I especially appreciate the General Court’s significant contributions to European law during my early years. Under Presidents Bo Vesterdorf and Jose Luis da Cruz Vilaca, the Court was a respected voice, confidently representing itself internally and externally. I hold deep respect and gratitude for their leadership and integrity.
My team achieved impressive judicial results, both in quantity and quality, but it was a collective effort. I am indebted to my dedicated cabinet members, colleagues from other cabinets who offered support and encouragement, the skilled and dedicated registry personnel, the administrative staff who often work under challenging conditions, and my fellow judges who tolerated and often embraced my unconventional yet transparent approach.
Although some may have seen my methods as disruptive, I believe that striving for transparency and accountability is essential, even if it challenges the status quo.
I depart with a sense of accomplishment. We’ve made significant strides in data transparency, process improvement, strategic planning, and raising awareness about crucial issues. Future analysts will have access to the documentation needed to understand the origins of these changes and their impact. This progress would not have been possible without everyone’s contributions.
I will miss our plenary deliberations the most. Though lengthy and challenging at times, they provided invaluable learning experiences. I am grateful for the opportunity to learn from each of you and for your contributions to the richness and diversity of this institution.
While improvements have been made, the institution’s governance remains outdated and lacking transparency.
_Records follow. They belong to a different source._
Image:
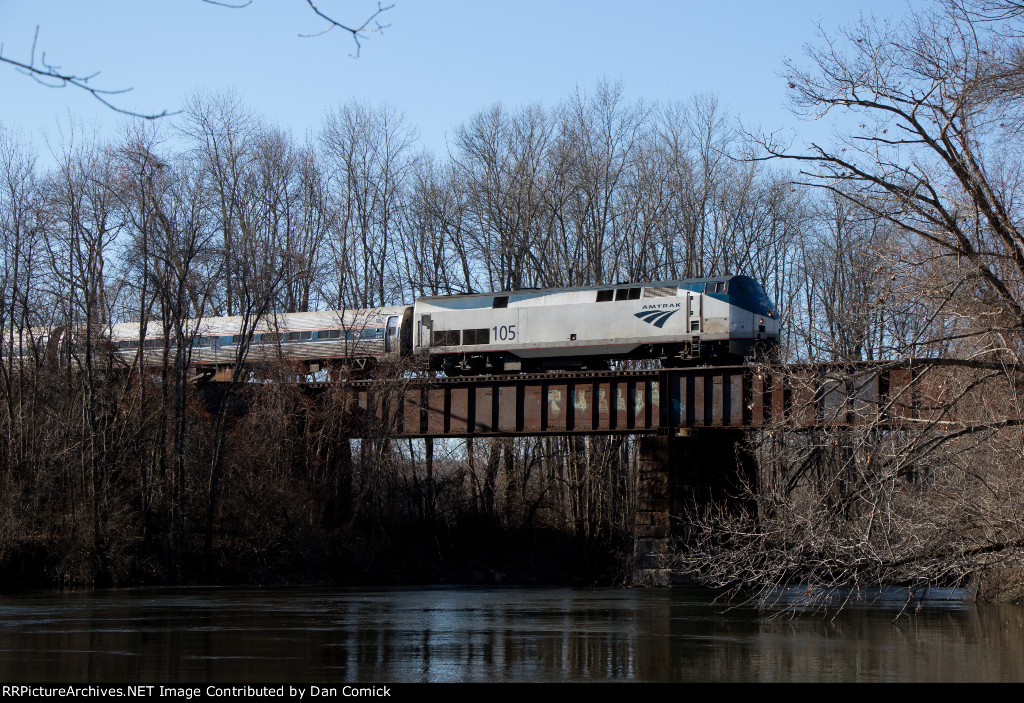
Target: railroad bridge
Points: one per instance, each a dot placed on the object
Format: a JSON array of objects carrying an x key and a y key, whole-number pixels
[{"x": 691, "y": 421}]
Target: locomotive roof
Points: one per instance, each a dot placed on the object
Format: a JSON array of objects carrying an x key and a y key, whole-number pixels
[{"x": 681, "y": 282}]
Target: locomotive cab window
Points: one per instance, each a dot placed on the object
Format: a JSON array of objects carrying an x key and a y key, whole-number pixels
[
  {"x": 444, "y": 338},
  {"x": 475, "y": 337}
]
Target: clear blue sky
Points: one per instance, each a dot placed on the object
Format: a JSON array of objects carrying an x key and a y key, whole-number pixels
[{"x": 438, "y": 61}]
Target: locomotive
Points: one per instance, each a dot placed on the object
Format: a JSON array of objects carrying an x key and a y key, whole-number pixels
[{"x": 723, "y": 319}]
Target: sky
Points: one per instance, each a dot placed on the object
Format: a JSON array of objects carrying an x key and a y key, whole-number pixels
[{"x": 437, "y": 61}]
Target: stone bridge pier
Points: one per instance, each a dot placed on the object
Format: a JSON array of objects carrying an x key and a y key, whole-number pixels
[{"x": 683, "y": 474}]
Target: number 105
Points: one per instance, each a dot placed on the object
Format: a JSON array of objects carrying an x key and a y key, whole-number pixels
[{"x": 504, "y": 333}]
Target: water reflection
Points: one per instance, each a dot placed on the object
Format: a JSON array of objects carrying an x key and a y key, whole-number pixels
[{"x": 489, "y": 634}]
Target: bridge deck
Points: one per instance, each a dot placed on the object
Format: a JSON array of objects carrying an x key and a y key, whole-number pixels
[{"x": 635, "y": 401}]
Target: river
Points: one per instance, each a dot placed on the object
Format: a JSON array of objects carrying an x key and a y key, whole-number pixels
[{"x": 493, "y": 634}]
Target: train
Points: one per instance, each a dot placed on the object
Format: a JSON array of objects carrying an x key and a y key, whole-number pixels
[{"x": 715, "y": 320}]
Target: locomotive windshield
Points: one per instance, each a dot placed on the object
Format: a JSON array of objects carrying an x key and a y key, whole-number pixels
[{"x": 749, "y": 295}]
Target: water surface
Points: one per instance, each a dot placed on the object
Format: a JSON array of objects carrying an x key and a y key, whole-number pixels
[{"x": 491, "y": 634}]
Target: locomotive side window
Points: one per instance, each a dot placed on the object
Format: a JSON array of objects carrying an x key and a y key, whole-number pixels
[
  {"x": 475, "y": 337},
  {"x": 444, "y": 338}
]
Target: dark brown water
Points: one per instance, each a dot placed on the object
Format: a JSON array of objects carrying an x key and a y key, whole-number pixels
[{"x": 489, "y": 634}]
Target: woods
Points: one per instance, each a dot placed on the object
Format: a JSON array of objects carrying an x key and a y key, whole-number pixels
[{"x": 900, "y": 240}]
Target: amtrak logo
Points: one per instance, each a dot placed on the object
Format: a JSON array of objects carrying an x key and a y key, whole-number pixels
[{"x": 656, "y": 317}]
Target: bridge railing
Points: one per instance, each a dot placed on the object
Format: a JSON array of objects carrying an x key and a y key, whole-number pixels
[{"x": 796, "y": 396}]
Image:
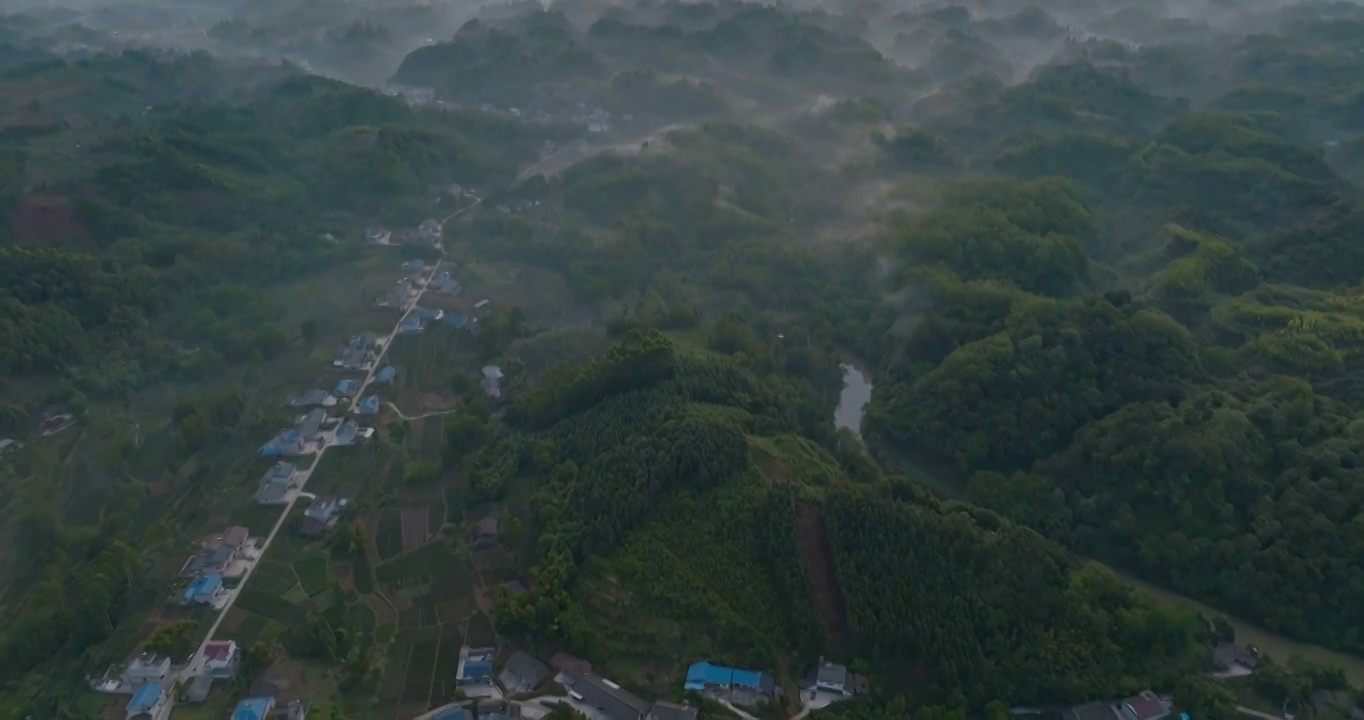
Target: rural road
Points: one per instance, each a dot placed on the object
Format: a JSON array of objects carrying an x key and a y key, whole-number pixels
[
  {"x": 303, "y": 480},
  {"x": 433, "y": 413}
]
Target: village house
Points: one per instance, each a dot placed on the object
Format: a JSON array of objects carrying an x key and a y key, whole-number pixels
[
  {"x": 486, "y": 532},
  {"x": 835, "y": 679},
  {"x": 205, "y": 589},
  {"x": 257, "y": 708},
  {"x": 217, "y": 551},
  {"x": 221, "y": 659},
  {"x": 310, "y": 398},
  {"x": 149, "y": 702},
  {"x": 493, "y": 382},
  {"x": 1233, "y": 659},
  {"x": 475, "y": 666},
  {"x": 367, "y": 405},
  {"x": 274, "y": 486},
  {"x": 146, "y": 667},
  {"x": 322, "y": 514},
  {"x": 663, "y": 709},
  {"x": 609, "y": 697},
  {"x": 523, "y": 672}
]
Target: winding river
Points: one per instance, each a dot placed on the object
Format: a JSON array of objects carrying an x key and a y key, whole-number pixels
[{"x": 857, "y": 393}]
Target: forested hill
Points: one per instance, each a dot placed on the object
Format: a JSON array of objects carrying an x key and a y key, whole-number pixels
[
  {"x": 951, "y": 600},
  {"x": 145, "y": 213},
  {"x": 1142, "y": 338}
]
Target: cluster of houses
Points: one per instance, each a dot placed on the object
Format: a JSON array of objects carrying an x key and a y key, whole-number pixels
[{"x": 607, "y": 700}]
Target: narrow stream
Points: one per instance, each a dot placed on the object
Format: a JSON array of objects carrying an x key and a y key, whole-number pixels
[{"x": 857, "y": 392}]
I hope that others will continue pushing for reforms to improve accountability and transparency.
My grandfather, Fernand Dehousse, instilled in me the importance of unwavering commitment to one’s ideals. He tirelessly advocated for his vision of a unified Europe, even when silenced by oppression. His lesson - that an idea persists as long as it has a champion - resonates deeply.
The European Treaties embody many valuable ideals, including the very existence of this institution. However, we must remember that the Court is merely an instrument of justice, not an end in itself. We, the judges, are servants of the law, not above it. This principle must guide our every action.
When judges possess significant power, our legitimacy depends on subjecting ourselves to the same standards we apply to others. We must avoid the dangerous belief that we are above scrutiny. Such a belief undermines the separation of powers and erodes public trust.
My hope is that you will continue advocating for transparency, accountability, and the fundamental principle that justice serves the people, not the other way around.
In closing, I wish everyone in this institution the best in their vital work. Your contributions are crucial for the future of Europe.
As for me, it is time to say farewell. I am deeply grateful to those who supported and challenged me throughout the years. Your contributions have enriched my experience and made it, though not always easy, a profoundly rewarding one. Thank you all sincerely.